Legal regimes and regulations have not been crafted to deal with many of the dilemmas that these technologies will pose, for example: how college admissions should be handled for students that have brain implants that aid them in their school work or allow them to access the internet, how brain data should be protected when a BCI is communicating with a public WiFi network, how advertising will be implicated if companies can detect your needs (like hunger), or, even more complexly, how the regime of intellectual property will be impacted as a whole. Additionally, Scientific American writes “[o]ne tricky aspect is that most of the neurodata generated by the nervous systems is unconscious. It means it is very possible to unknowingly or unintentionally provide neurotech with information that one otherwise wouldn’t. So, in some applications of neurotech, the presumption of privacy within one’s own mind may simply no longer be a certainty.” The legal community will ultimately be tasked with addressing these deep concerns, and efforts should begin sooner, rather than later to develop new laws that preemptively protect against abuses of this technology before it is too late.

            Robert Gomulkiewicz, Charles I. Stone Professor of Law at the University of Washington School of Law, discusses in his Legal Protections of Software class that intellectual property protections for software don’t always work extremely well because lawmakers in the mid-20th century chose to conform existing IP regimes like copyright, patent and trademark to novel technologies far different than the items and ideas that they protected in years prior to the advent of the computer. Instead of creating sui generis laws that might account for all of the nuances and complexities of software, lawmakers opted for the “easy option” by retrofitting copyright, patent and trademark laws to fit contemporary needs. Such an “easy option” may work adequately for protecting software when financial concerns are the only issues implicated, but when it comes to the human mind and the privacy of one’s own thoughts and emotions, a retrofitted system leaves much to be desired because the stakes are so high. Sui generis laws are thus both a legal and moral imperative for lawmakers seeking to tackle BCI technologies moving forward. While new statutory regimes may and should draw important aspects from intellectual property and existing privacy regimes into their language, it remains clear that crafting brand new policy cannot and should not be avoided.

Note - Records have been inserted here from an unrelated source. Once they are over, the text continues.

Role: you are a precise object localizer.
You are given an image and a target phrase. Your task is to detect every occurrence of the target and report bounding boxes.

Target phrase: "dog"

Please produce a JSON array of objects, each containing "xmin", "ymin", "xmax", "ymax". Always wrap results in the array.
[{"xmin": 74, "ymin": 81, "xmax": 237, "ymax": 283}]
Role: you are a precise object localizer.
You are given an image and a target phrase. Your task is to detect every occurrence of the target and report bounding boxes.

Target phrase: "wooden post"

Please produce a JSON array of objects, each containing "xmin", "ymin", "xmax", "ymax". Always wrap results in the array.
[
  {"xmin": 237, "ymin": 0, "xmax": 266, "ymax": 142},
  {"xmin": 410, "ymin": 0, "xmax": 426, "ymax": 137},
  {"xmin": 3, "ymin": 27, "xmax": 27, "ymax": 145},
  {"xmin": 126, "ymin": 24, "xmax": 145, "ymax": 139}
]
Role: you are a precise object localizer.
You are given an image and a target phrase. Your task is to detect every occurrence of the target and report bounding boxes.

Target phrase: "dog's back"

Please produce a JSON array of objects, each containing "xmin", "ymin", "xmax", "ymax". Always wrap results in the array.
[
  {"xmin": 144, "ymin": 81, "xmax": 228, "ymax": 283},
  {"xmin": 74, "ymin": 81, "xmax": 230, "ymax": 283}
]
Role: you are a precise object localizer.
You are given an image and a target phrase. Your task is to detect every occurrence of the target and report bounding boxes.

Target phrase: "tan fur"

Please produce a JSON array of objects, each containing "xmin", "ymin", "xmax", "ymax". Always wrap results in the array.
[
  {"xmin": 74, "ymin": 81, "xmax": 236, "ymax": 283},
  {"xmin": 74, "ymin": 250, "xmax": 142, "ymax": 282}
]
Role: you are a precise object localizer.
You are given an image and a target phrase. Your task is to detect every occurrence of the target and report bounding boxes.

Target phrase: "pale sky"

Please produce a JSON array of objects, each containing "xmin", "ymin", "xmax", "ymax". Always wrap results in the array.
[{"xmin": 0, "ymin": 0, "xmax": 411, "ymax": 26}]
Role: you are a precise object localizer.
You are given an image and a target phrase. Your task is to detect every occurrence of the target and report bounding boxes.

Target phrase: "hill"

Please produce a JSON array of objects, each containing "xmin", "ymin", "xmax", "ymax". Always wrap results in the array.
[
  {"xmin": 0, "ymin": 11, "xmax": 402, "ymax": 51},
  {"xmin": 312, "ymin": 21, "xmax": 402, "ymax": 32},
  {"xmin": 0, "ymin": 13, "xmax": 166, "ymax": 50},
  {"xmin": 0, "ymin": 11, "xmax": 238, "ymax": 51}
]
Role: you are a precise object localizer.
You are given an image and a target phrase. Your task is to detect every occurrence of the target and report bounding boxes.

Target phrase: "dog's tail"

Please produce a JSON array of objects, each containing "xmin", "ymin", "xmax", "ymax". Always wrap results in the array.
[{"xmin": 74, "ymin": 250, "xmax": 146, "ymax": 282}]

            Given the complexity of the issues inherent in BCI technologies, it will be critical to involve stakeholders from different backgrounds and paradigms including lawyers, engineers, bioethicists, doctors, and perhaps even philosophers in coalescing competing ideologies of the role of BCIs into workable legal doctrine. Particular focus should be directed towards ensuring privacy, equity, autonomy, and safety for those wishing to partake in BCI technologies. Specifically, discussions should concern: (1) securing the protection of the fundamental autonomy of the human mind, (2) securing the protection of the fundamental autonomy of the human body, (3) allowing for the ability of BCI users to control third-party access to their data, (4) ensuring accuracy in the interpretive methods used by software that attempts to translate the data from people’s brains, (5) ensuring disclosure of the use of performance enhancing BCIs in academic and competitive settings, (6) mitigating the effects of hacking and malware on BCIs, (7) elucidating the role and risks of allowing artificial intelligence a role in BCIs as Elon Musk has discussed, and (8) ensuring that people remain psychologically sound after installation. This list is not exhaustive, but these should cover some of the central issues that will underpin the legal framework for BCIs in the future. As with many technical innovations, things move pretty fast, and this means that legal entities need to act now to protect the qualities of human existence that we currently hold dear.